In other exciting news - I got over my irrational fear of electrical work and installed the dining room chandelier!  It took me 10 minutes.  Not sure why I was so intimidated.  I love the light fixture though. I think it's just the right size for the space and it has just the right vintage look I was going for without being too formal.




Well that's all for now.  So close, but still a lot of work left.  I would LOVE to enjoy a completed dining room by the end of next weekend.  Let's see if that can happen!

Sincerely,





Monday, August 3, 2015

Dining Room Progress

Progress is being made on the dining room!  I am please to say that I have finished the drywall and plaster repair in the dining room.  While I have done more plaster repair than I care to remember, this was my first stab at finishing drywall.  I have to say, I think it went pretty well.



Three coats of mud and some sanding later...
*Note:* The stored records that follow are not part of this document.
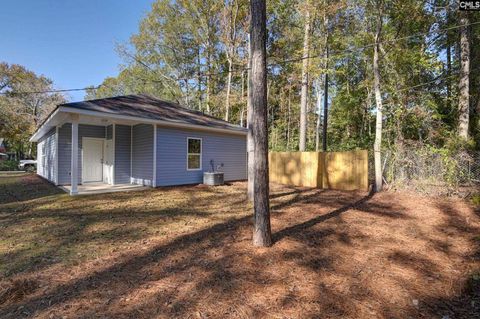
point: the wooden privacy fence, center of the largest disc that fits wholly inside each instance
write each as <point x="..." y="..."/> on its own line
<point x="332" y="170"/>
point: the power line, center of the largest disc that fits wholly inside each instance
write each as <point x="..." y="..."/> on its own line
<point x="183" y="79"/>
<point x="52" y="91"/>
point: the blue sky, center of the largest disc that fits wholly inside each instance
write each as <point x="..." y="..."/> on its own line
<point x="71" y="42"/>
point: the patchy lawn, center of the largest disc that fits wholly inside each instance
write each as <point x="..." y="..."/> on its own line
<point x="186" y="252"/>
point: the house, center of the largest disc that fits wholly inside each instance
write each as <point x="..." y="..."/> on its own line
<point x="135" y="140"/>
<point x="3" y="149"/>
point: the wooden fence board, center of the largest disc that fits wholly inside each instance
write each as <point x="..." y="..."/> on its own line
<point x="333" y="170"/>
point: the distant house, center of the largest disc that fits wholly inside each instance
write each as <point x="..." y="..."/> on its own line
<point x="136" y="139"/>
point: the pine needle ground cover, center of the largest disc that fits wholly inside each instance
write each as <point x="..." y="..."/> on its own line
<point x="186" y="252"/>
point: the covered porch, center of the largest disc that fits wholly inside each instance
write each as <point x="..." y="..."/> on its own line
<point x="99" y="153"/>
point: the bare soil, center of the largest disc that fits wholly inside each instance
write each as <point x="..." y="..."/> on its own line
<point x="186" y="252"/>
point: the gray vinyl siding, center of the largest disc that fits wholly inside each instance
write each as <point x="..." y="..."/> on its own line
<point x="142" y="154"/>
<point x="46" y="156"/>
<point x="222" y="148"/>
<point x="122" y="153"/>
<point x="65" y="149"/>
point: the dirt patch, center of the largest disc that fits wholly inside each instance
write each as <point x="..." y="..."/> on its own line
<point x="186" y="253"/>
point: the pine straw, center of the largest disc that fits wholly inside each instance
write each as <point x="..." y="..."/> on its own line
<point x="336" y="254"/>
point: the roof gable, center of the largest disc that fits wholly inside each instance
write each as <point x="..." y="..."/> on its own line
<point x="148" y="107"/>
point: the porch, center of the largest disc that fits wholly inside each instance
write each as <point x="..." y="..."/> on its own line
<point x="98" y="154"/>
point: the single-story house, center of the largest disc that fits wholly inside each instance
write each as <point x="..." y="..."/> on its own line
<point x="136" y="139"/>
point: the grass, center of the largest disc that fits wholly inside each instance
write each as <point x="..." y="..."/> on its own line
<point x="186" y="252"/>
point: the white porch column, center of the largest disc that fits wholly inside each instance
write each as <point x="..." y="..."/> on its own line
<point x="154" y="168"/>
<point x="74" y="159"/>
<point x="114" y="138"/>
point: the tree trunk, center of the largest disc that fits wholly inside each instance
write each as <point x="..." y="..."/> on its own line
<point x="289" y="119"/>
<point x="463" y="85"/>
<point x="262" y="231"/>
<point x="319" y="91"/>
<point x="229" y="86"/>
<point x="250" y="143"/>
<point x="378" y="99"/>
<point x="325" y="113"/>
<point x="304" y="92"/>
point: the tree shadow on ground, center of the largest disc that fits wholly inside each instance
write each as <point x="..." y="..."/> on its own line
<point x="336" y="254"/>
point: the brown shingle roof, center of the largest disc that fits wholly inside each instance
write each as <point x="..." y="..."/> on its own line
<point x="145" y="106"/>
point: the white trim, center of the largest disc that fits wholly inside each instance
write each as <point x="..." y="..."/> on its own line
<point x="74" y="158"/>
<point x="131" y="154"/>
<point x="66" y="109"/>
<point x="83" y="162"/>
<point x="114" y="133"/>
<point x="201" y="153"/>
<point x="56" y="155"/>
<point x="154" y="181"/>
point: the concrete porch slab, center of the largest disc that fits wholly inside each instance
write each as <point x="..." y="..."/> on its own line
<point x="102" y="188"/>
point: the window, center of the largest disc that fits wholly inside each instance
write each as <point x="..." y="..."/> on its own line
<point x="194" y="153"/>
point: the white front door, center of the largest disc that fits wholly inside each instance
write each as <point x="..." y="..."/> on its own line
<point x="92" y="160"/>
<point x="108" y="162"/>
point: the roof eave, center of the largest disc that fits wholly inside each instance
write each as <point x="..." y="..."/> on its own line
<point x="73" y="110"/>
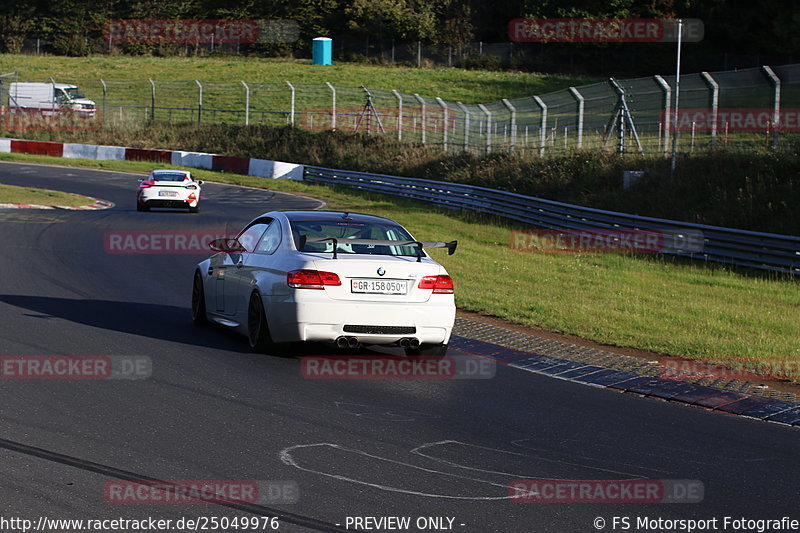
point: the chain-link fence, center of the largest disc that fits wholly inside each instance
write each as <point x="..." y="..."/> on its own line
<point x="754" y="108"/>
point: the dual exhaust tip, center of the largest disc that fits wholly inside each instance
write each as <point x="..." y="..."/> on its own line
<point x="353" y="342"/>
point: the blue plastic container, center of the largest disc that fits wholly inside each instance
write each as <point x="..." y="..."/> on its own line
<point x="322" y="51"/>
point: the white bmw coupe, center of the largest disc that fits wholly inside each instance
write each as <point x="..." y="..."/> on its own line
<point x="321" y="276"/>
<point x="169" y="188"/>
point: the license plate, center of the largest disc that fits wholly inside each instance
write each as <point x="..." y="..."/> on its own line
<point x="379" y="286"/>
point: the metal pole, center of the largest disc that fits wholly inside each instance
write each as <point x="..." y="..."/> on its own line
<point x="512" y="144"/>
<point x="466" y="124"/>
<point x="543" y="125"/>
<point x="421" y="103"/>
<point x="446" y="113"/>
<point x="199" y="103"/>
<point x="246" y="104"/>
<point x="676" y="107"/>
<point x="152" y="100"/>
<point x="291" y="111"/>
<point x="776" y="110"/>
<point x="333" y="105"/>
<point x="399" y="111"/>
<point x="105" y="92"/>
<point x="580" y="100"/>
<point x="667" y="106"/>
<point x="714" y="86"/>
<point x="488" y="127"/>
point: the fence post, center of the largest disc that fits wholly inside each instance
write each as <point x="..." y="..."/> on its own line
<point x="422" y="103"/>
<point x="667" y="108"/>
<point x="246" y="104"/>
<point x="714" y="86"/>
<point x="399" y="111"/>
<point x="333" y="105"/>
<point x="488" y="127"/>
<point x="199" y="103"/>
<point x="291" y="110"/>
<point x="776" y="110"/>
<point x="543" y="125"/>
<point x="445" y="110"/>
<point x="580" y="100"/>
<point x="152" y="100"/>
<point x="105" y="92"/>
<point x="512" y="143"/>
<point x="466" y="124"/>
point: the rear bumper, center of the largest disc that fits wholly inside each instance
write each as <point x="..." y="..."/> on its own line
<point x="324" y="321"/>
<point x="169" y="201"/>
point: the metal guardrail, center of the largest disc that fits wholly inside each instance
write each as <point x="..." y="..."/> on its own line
<point x="766" y="251"/>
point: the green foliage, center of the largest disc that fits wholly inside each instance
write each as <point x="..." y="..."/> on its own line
<point x="756" y="191"/>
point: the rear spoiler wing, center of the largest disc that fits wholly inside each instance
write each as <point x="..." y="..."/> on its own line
<point x="451" y="246"/>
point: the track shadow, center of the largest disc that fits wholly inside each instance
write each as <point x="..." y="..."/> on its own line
<point x="153" y="321"/>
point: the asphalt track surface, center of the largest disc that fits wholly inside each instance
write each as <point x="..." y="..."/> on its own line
<point x="214" y="411"/>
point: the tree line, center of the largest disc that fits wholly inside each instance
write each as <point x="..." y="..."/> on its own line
<point x="735" y="26"/>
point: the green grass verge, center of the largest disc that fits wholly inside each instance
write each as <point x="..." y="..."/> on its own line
<point x="11" y="194"/>
<point x="468" y="86"/>
<point x="671" y="306"/>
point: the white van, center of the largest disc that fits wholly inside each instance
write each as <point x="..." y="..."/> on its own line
<point x="49" y="99"/>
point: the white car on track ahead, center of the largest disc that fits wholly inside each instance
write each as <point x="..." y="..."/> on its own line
<point x="169" y="188"/>
<point x="321" y="276"/>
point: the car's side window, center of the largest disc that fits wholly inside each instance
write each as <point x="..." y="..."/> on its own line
<point x="250" y="236"/>
<point x="271" y="239"/>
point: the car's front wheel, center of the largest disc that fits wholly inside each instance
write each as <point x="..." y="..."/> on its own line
<point x="198" y="301"/>
<point x="428" y="349"/>
<point x="257" y="328"/>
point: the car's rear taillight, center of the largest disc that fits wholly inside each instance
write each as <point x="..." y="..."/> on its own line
<point x="442" y="284"/>
<point x="311" y="279"/>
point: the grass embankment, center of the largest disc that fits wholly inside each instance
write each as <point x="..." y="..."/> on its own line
<point x="756" y="191"/>
<point x="670" y="306"/>
<point x="11" y="194"/>
<point x="468" y="86"/>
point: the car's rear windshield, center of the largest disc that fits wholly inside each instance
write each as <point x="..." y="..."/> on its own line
<point x="169" y="177"/>
<point x="343" y="230"/>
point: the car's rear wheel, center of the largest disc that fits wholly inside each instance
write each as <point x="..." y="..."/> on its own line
<point x="428" y="349"/>
<point x="198" y="301"/>
<point x="257" y="328"/>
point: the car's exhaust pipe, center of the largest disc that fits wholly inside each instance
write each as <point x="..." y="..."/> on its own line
<point x="342" y="342"/>
<point x="347" y="342"/>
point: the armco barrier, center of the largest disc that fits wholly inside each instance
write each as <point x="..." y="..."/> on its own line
<point x="752" y="249"/>
<point x="145" y="154"/>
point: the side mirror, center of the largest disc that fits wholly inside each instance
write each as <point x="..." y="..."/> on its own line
<point x="229" y="245"/>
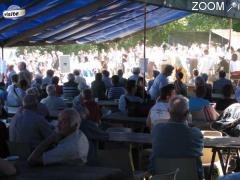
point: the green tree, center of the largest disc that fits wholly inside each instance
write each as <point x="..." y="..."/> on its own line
<point x="194" y="23"/>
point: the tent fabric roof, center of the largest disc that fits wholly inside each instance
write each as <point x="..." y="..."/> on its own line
<point x="79" y="21"/>
<point x="225" y="33"/>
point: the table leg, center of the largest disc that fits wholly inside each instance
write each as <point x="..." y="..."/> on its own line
<point x="221" y="161"/>
<point x="212" y="163"/>
<point x="227" y="160"/>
...and I had a giant mess!  In all seriousness though, sanding joint compound is one of the very least enjoyable activities.  I used dust control joint compound this time, which I have never used before.  It seemed to perform and apply very similarly to regular joint compound, except with the sanding.  I was able to get most of the drywall joints mudded pretty smoothly, so there wasn't a ton of sanding needed except for one or two spots.  I noticed that this joint compound gummed up my sanding block quite a bit so I had to shake/tap off the excess mud sticking to it pretty frequently.  The mud was definitely dry as I finished mudding last weekend and then sanded this weekend.  On the plus side, the dust falls straight to the floor so you don't have the typical drywall dust snowstorm that gets everywhere - it stays pretty contained.  So the question here is whether or not the annoyance factor of sanding the dust control joint compound is worth the more easily contained drywall dust?  In my opinion, absolutely.  Having the mess just stay in the area where I was working rather than flying all over the house saved me way more time in easier clean up than cleaning off my sanding block constantly.
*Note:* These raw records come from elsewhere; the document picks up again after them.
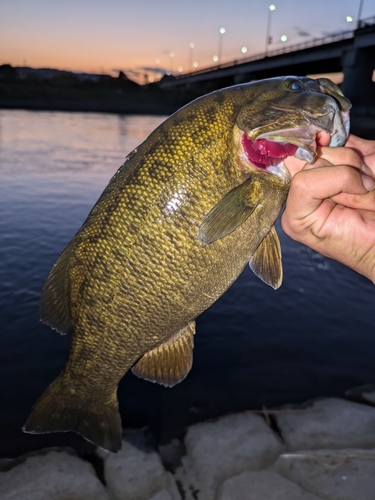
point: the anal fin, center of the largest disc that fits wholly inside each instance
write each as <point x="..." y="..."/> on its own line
<point x="169" y="363"/>
<point x="266" y="261"/>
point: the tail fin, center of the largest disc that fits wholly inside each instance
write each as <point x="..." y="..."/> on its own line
<point x="58" y="411"/>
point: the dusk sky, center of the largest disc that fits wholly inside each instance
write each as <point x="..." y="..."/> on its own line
<point x="131" y="35"/>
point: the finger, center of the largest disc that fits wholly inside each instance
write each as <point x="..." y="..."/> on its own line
<point x="356" y="201"/>
<point x="311" y="186"/>
<point x="341" y="156"/>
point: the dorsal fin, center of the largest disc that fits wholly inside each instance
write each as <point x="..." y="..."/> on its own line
<point x="54" y="302"/>
<point x="169" y="363"/>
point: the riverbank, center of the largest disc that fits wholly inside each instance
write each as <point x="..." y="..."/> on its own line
<point x="323" y="450"/>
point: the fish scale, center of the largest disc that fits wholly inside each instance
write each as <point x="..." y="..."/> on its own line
<point x="172" y="231"/>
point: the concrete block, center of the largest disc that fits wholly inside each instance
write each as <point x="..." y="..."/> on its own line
<point x="329" y="423"/>
<point x="56" y="475"/>
<point x="136" y="472"/>
<point x="331" y="474"/>
<point x="264" y="485"/>
<point x="369" y="397"/>
<point x="219" y="450"/>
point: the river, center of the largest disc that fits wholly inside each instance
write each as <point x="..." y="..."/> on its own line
<point x="313" y="337"/>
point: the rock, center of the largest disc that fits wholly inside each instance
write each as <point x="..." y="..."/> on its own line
<point x="362" y="394"/>
<point x="136" y="472"/>
<point x="264" y="485"/>
<point x="329" y="423"/>
<point x="53" y="476"/>
<point x="332" y="474"/>
<point x="369" y="397"/>
<point x="218" y="450"/>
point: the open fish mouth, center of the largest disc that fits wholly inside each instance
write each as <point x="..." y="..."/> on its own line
<point x="268" y="149"/>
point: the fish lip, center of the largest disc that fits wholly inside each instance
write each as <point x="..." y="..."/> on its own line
<point x="334" y="121"/>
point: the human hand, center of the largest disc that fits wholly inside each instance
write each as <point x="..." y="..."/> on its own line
<point x="331" y="206"/>
<point x="365" y="149"/>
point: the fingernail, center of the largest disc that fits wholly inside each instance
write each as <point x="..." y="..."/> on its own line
<point x="368" y="183"/>
<point x="366" y="170"/>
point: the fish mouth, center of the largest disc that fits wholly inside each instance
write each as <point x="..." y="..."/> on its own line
<point x="267" y="149"/>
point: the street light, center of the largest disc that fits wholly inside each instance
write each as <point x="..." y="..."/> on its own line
<point x="359" y="13"/>
<point x="271" y="8"/>
<point x="191" y="45"/>
<point x="222" y="31"/>
<point x="171" y="54"/>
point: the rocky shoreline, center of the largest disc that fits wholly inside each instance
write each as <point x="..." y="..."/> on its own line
<point x="324" y="450"/>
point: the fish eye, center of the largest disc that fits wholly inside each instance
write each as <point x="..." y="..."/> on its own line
<point x="295" y="85"/>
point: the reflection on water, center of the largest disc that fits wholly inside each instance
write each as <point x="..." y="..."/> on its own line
<point x="313" y="337"/>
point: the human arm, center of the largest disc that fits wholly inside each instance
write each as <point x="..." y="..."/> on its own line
<point x="331" y="205"/>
So ceiling primed and ready for ceiling paint - check.  Plaster cracks repaired and walls primed - check.  It would be soooo easy to just get the crown put back up, trim painted and then paint the walls, but since I am a home improvement masochist, I am really thinking about possibly skim coating the walls.  I skim coated the walls in the hallway (I had to because they were damaged and uneven thanks to removing painted over wallpaper - read more about that good time here) but they are gloriously smooth and perfect.  We didn't skim coat in the living room and bedroom and when there is a lamp illuminating a wall or when you focus on a certain area, the texture imperfections bug me.  Like, a lot.  So, I can break out more mud and take another 3-4 days to skim coat a few layers and sand and have gloriously smooth walls.  Or I can stop being a crazy person and keep this project moving...  Hmm...

In other news, the radiator cover got a few coats of fresh white paint and is looking real pretty!


And I spend like 2 hours yesterday getting this baseboard and basecap installed around the bump out.


The baseboard was a breeze; it's just mitered cuts.  But the basecap?  Oh man... It's so challenging not just because of the angles, but also because I only have so much original basecap to work with from walls that were demoed.  I can't just go to Home Depot to buy this stuff, so I have to use the pieces that I have.  Which means, I am holding a 3 inch piece of wood while slicing it at a crazy angle and trying not to lose a finger.